Public Knowledge and Misinformation:
Both episodes have also been bedeviled by a lack of understanding on the topic. Both times, legislators expressed doubt that a default would bring economic ill effects. These members are fiscal hawks, and have included, at different portions of negotiations, high profile members (including Speaker Boehner in 2011). Budget Committee Ranking Member Boyle, on the GAI podcast “Congress, Two Beers In”, noted that the incorrect claim – mentioned in conservative media – that breaching the debt ceiling merely created a government shutdown (it doesn’t; shutdowns have ill effects but default would be incalculably worse) was a misconception he heard repeated by Members of Congress. Reporting on responsible conservative economic experts’ efforts to dispel misinformation belies the fact that such efforts were necessary to begin with. The accuracy of our public discourse bears emphasis for a few reasons. Beyond affecting the conversations that policymakers have and the solutions they consider, it has the potential to alter the calculus of what gettable votes exist in Congress.
What the Deals Included
There are some common themes to the legislation that averted default at the eleventh hour for both years, insofar as a tremendous amount of brinksmanship resulted in fairly modest results. This is mainly due to the fact that Congress could take the debt reduction promises of sequestration and undo them with subsequent legislation. The details of 2011 and 2023 vary, of course, but the most salient comparison is that the proposed savings via sequestration’s automated cuts were (while mostly unrealized) more ambitious in scope and duration in the aftermath of 2011 than 2023.
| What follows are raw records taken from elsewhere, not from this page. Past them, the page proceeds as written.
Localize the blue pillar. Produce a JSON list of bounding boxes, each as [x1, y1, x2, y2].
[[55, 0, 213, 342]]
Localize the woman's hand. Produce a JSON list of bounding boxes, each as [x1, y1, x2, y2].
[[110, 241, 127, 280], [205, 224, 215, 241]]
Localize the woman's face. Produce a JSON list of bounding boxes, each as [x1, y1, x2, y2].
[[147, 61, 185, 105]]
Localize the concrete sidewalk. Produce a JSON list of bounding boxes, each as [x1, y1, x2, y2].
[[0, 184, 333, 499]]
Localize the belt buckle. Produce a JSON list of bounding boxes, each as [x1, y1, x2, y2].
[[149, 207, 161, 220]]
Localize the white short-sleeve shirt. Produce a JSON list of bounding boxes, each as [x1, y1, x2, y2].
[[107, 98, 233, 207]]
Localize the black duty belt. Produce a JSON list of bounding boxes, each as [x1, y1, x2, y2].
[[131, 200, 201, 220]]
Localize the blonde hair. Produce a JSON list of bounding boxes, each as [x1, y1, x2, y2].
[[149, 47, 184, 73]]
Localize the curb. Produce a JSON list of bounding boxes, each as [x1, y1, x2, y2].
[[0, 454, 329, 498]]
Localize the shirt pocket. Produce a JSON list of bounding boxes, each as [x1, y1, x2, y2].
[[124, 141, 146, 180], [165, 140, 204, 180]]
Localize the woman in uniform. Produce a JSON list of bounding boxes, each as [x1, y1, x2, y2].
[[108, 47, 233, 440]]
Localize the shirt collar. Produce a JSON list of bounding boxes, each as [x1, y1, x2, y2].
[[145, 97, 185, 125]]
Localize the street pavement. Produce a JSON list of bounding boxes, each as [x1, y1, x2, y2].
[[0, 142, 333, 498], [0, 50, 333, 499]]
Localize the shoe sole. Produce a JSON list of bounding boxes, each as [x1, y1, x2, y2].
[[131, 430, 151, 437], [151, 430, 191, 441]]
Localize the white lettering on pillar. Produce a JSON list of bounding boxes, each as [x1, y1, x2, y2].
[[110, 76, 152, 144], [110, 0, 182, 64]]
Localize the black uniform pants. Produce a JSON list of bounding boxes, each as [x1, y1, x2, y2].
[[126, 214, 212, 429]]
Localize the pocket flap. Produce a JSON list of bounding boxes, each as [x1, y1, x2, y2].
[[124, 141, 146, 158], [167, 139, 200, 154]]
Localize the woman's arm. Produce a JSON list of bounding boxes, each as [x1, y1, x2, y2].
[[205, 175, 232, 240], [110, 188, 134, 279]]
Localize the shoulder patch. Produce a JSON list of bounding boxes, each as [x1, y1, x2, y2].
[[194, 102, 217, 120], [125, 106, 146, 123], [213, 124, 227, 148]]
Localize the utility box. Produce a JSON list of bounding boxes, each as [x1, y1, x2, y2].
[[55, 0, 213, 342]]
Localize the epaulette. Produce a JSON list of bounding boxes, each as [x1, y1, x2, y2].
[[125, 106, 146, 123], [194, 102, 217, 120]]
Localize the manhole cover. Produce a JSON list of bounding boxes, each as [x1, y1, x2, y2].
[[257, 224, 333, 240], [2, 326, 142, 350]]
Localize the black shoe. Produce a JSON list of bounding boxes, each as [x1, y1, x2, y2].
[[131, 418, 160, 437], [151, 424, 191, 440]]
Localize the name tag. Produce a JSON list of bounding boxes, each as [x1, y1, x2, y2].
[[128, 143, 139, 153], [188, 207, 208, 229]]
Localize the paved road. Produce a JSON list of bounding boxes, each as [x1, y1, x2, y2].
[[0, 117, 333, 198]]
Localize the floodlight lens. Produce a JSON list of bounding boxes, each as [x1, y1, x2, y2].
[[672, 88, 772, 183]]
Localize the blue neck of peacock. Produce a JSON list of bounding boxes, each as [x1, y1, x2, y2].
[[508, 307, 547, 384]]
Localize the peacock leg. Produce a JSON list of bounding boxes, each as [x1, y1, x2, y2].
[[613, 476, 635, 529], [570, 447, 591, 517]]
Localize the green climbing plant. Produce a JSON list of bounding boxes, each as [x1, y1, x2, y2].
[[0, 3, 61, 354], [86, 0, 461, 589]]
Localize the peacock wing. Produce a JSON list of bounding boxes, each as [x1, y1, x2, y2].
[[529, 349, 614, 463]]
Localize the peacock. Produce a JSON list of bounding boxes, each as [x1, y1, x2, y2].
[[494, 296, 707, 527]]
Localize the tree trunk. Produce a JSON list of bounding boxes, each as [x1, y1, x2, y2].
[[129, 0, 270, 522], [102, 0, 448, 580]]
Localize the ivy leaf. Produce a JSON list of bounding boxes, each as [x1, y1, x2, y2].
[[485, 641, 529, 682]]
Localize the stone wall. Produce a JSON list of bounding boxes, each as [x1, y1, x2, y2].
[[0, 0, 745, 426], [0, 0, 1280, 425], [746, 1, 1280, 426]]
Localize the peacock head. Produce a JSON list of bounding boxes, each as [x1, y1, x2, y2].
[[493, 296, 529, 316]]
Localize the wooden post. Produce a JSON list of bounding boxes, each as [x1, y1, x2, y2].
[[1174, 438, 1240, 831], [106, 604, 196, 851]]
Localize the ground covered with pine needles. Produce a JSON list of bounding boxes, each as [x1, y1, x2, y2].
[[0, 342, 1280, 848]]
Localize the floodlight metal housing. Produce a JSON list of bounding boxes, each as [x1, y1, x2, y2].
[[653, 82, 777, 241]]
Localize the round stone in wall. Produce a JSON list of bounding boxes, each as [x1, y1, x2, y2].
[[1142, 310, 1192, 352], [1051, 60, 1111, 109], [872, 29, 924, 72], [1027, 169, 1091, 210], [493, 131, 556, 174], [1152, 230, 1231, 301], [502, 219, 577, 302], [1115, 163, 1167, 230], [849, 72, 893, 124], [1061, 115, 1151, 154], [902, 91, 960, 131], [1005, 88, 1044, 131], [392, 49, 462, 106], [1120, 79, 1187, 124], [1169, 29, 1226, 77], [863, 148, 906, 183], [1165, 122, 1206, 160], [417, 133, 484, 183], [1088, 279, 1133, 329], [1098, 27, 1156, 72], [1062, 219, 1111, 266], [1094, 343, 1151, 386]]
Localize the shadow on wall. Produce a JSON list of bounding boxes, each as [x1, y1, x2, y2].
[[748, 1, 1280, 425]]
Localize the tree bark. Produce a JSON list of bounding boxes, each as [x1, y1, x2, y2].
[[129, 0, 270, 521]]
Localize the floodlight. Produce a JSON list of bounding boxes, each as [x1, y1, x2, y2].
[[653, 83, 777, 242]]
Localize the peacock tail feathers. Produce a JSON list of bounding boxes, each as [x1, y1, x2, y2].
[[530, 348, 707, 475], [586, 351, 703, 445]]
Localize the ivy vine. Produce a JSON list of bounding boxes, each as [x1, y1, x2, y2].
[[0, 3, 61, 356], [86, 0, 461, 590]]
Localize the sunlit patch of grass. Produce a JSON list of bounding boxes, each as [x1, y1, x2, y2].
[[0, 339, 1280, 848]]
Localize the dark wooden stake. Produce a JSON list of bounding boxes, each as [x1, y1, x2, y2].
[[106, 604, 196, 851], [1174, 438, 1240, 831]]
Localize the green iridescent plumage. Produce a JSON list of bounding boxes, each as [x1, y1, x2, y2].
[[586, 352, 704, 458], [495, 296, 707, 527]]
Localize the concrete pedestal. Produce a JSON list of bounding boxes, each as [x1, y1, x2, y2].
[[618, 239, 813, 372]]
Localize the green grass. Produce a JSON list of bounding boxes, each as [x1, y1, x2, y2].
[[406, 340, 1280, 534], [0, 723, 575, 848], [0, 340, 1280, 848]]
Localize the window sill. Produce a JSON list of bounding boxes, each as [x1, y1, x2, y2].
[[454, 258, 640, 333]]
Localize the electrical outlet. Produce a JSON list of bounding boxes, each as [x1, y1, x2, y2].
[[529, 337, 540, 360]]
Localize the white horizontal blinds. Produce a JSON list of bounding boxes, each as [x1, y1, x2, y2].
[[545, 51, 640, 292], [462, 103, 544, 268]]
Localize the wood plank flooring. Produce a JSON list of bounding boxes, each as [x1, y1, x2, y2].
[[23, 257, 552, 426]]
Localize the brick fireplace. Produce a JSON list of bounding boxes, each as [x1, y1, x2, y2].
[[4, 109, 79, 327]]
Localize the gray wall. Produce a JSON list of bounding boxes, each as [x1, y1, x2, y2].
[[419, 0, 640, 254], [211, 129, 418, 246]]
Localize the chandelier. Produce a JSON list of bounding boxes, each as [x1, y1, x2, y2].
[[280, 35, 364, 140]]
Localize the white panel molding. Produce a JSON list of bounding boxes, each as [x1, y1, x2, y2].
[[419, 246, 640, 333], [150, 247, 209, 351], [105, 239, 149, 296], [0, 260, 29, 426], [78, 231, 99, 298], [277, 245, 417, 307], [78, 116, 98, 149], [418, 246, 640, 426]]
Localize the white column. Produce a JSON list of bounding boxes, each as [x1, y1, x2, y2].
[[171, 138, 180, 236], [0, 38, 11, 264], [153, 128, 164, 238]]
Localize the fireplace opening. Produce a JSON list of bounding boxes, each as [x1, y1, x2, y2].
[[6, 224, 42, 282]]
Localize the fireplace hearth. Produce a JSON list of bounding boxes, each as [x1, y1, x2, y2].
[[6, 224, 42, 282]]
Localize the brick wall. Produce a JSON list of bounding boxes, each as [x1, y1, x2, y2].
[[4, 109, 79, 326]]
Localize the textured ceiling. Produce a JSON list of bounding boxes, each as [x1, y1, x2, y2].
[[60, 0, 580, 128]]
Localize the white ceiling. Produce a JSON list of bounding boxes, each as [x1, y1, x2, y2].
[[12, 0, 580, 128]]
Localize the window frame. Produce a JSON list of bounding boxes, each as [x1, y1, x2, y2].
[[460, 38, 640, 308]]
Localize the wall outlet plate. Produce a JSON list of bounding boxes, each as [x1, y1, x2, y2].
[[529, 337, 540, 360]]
Of course, there are results of both episodes above and beyond the legislation that was passed. Coming down to the razor’s edge of default in 2011 prompted a credit downgrade by Standard and Poor’s (which itself triggered a brief but significant downturn in the stock market) and a host of other economic ill effects: GAO released a 2012 study identifying that the episode had cost taxpayers $1.3 billion in borrowing costs; additionally, the confidence of a variety of financial actors (lenders to the mortgage industry, consumers, and more) had diminished. Some of these indicators are more serious than others, but perhaps the most important but difficult to measure is faith in the US economy and economic actors, which includes lawmakers. The US enjoys major advantages, including its position as the world’s reserve currency, that are not worth imperiling for the opportunity to claim credit for a tough negotiating job against the opposition party or for extremely modest policy changes.
Lessons for the Future
There will be other times where a Democratic president faces off against a Congress that has at least one chamber with a fractured Republican majority and a concern about deficits, even if that concern isn’t as pronounced as being prompted by the likes of the Great Recession or the Covid-19 pandemic. President Biden has learned some lessons about what such negotiations look like, and the national press have covered the economic consequences of default for a lay audience in far more detail—but otherwise, a variety of political actors are retracing their steps on the dance floor, with the same level of peril for the world economy. Eliminating the debt ceiling or blunting it (for example, with the McConnell Rule) should be a priority—for lawmakers, for those engaging in a wider conversation about economic policy, and for voters. Otherwise, those who remember Treasury’s X date many years later won’t just be nerdy graduate students writing a dissertation on fiscal policy; it’ll be everyone.